Die Cup Tasters ziehen ein Schlückchen Kaffee aus einem Löffel schnell und zischend in den Mund. Dadurch kommen alle Rezeptoren auf der Zunge in Kontakt mit dem heissen Getränk und die Aromen werden gleichzeitig bis in den Nasenraum «zerstäubt», wo Geschmacksnoten assoziiert werden: fruchtig, erdig, zitrusartig … «Unser Gehirn interpretiert einen Gesamteindruck aus Geschmack, Geruch, Aroma-Variationen und Textur», erklärt Bettina Hanimann. Sie darf sich seit dem Wochenende vom 7. und 8. Oktober Schweizermeisterin im Cup Tasting nennen. In Zürich Oerlikon fand vor Publikum im Rahmen des dreitägigen «Swiss Coffee Festival» neben anderen Wettbewerben die Meisterschaft statt. Als Siegerin wird Bettina Hanimann im Frühling 2024 an der Weltmeisterschaft in Chicago teilnehmen.
Kaffee «aussortieren»
Den 36 Teilnehmenden wurden auf der Bühne acht Mal drei Kaffeebecher «vor die Nase» gestellt. Zwei aus einer Dreiergruppe sind identische Kaffeeaufgüsse, einer ist anders. Diese acht «Aussenseiter» innert 8 Minuten zu identifizieren, ist die Aufgabe der Wettbewerbsteilnehmenden. Es gibt eine Vorrunde, einen Halbfinal mit acht und eine Finalrunde mit vier Teilnehmenden. «Das macht den moderierten Wettkampf für das Publikum spannend; es fiebert mit», erzählt die junge Frau aus St. Gallen, die in Appenzell im Konzept- und Kulturraum «ink» jede Woche Kaffeebohnen aus biologischem Anbau unter dem Label «SOLO Kaffee» röstet.
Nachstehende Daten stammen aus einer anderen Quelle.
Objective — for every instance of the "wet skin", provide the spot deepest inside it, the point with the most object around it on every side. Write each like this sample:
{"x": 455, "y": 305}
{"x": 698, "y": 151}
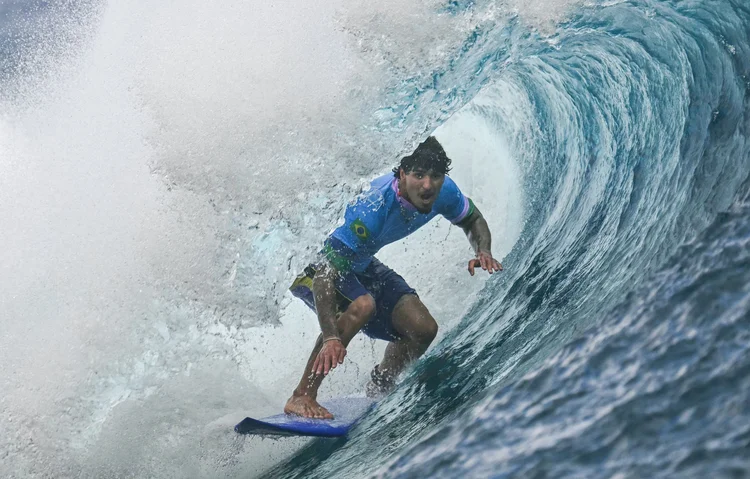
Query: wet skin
{"x": 410, "y": 317}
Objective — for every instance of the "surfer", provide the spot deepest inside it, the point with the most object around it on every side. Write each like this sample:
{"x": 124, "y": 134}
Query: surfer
{"x": 352, "y": 291}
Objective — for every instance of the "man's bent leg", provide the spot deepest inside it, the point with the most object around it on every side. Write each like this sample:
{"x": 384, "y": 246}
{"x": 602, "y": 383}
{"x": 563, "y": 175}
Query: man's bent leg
{"x": 304, "y": 398}
{"x": 418, "y": 329}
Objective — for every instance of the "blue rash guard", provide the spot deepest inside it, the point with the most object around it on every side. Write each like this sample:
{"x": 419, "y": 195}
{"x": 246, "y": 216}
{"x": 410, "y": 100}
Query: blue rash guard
{"x": 375, "y": 218}
{"x": 381, "y": 216}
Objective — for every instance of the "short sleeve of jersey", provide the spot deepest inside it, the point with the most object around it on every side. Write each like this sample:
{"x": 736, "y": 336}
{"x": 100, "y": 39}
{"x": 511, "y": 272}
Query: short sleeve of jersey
{"x": 363, "y": 222}
{"x": 451, "y": 203}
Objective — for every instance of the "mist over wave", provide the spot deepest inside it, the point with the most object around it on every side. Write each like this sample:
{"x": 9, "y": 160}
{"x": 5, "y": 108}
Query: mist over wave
{"x": 166, "y": 171}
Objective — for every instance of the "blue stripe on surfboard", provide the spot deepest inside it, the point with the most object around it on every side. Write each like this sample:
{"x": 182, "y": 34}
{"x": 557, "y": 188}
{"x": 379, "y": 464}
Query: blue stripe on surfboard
{"x": 346, "y": 413}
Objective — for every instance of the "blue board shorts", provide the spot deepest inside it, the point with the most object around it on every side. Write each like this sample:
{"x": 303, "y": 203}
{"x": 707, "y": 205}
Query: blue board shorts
{"x": 384, "y": 284}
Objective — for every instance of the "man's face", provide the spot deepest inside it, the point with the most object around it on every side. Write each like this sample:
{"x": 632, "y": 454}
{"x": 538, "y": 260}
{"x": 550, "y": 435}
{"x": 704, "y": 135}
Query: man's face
{"x": 421, "y": 187}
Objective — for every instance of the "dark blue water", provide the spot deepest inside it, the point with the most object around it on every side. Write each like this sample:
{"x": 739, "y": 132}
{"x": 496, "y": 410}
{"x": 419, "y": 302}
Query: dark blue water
{"x": 616, "y": 342}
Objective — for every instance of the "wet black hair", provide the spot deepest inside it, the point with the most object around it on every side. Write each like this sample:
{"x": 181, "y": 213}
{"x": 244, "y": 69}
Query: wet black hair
{"x": 429, "y": 155}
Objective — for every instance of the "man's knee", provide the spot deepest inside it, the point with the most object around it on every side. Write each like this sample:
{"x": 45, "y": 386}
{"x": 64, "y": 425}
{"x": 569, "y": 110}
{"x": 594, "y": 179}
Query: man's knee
{"x": 412, "y": 319}
{"x": 362, "y": 308}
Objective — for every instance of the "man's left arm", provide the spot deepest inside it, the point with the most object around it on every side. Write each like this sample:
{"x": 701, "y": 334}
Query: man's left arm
{"x": 478, "y": 232}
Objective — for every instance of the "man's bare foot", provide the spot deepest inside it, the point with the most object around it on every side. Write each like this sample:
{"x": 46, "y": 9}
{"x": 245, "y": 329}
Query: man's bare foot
{"x": 306, "y": 406}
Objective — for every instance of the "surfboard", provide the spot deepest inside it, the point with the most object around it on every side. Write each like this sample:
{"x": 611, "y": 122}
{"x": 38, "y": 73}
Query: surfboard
{"x": 346, "y": 412}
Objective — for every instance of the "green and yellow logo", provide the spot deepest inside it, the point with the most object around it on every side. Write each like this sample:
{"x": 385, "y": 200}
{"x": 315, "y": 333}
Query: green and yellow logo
{"x": 359, "y": 229}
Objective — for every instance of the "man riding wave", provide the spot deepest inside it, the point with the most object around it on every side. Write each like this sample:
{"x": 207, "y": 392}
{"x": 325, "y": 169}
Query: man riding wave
{"x": 351, "y": 290}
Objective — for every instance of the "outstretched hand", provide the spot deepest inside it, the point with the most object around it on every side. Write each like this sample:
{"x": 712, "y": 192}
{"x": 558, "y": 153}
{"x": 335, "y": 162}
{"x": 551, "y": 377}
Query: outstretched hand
{"x": 486, "y": 262}
{"x": 331, "y": 355}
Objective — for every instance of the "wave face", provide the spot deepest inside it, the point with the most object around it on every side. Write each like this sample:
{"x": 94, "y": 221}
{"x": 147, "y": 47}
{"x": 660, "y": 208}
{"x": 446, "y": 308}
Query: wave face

Gegen Ende des Wettkampfs sei sie immer entspannter geworden, gesteht sie. Neben der Anzahl richtig erkannter Kaffeebecher zählt auch die Geschwindigkeit. Bettina Hanimann siegte im Final mit acht korrekt gewählten Tassen in einer Zeit von 3 Minuten und 23 Sekunden.
Vorbereitet wie Spitzensportlerin
«Wenn man nervös ist, spielt die Sensorik verrückt», weiss sie aus Erfahrung. Sie hat zum dritten Mal am Wettbewerb teilgenommen. Dabei wird «nur» Kaffee geschlürft. Für die Analyse nach globalem Standard wird nach festgelegtem Protokoll zuerst frisch gemahlener Kaffee mit dem Geruchsinn wahrgenommen. Das Pulver wird mit 94 Grad heissem Wasser aufgegossen und die «Kruste» gebrochen. Das heisst: Schaum und Schwebeteilchen werden entfernt, damit diese beim Schlürfen nicht stören. Mit einem Speziallöffel, tief und mit gebogenem Stiel wie eine Schöpfkelle en miniature, wird zuletzt ein kleiner Schluck scharf eingezogen – und wieder ausgespuckt. Das nennt man «Cupping».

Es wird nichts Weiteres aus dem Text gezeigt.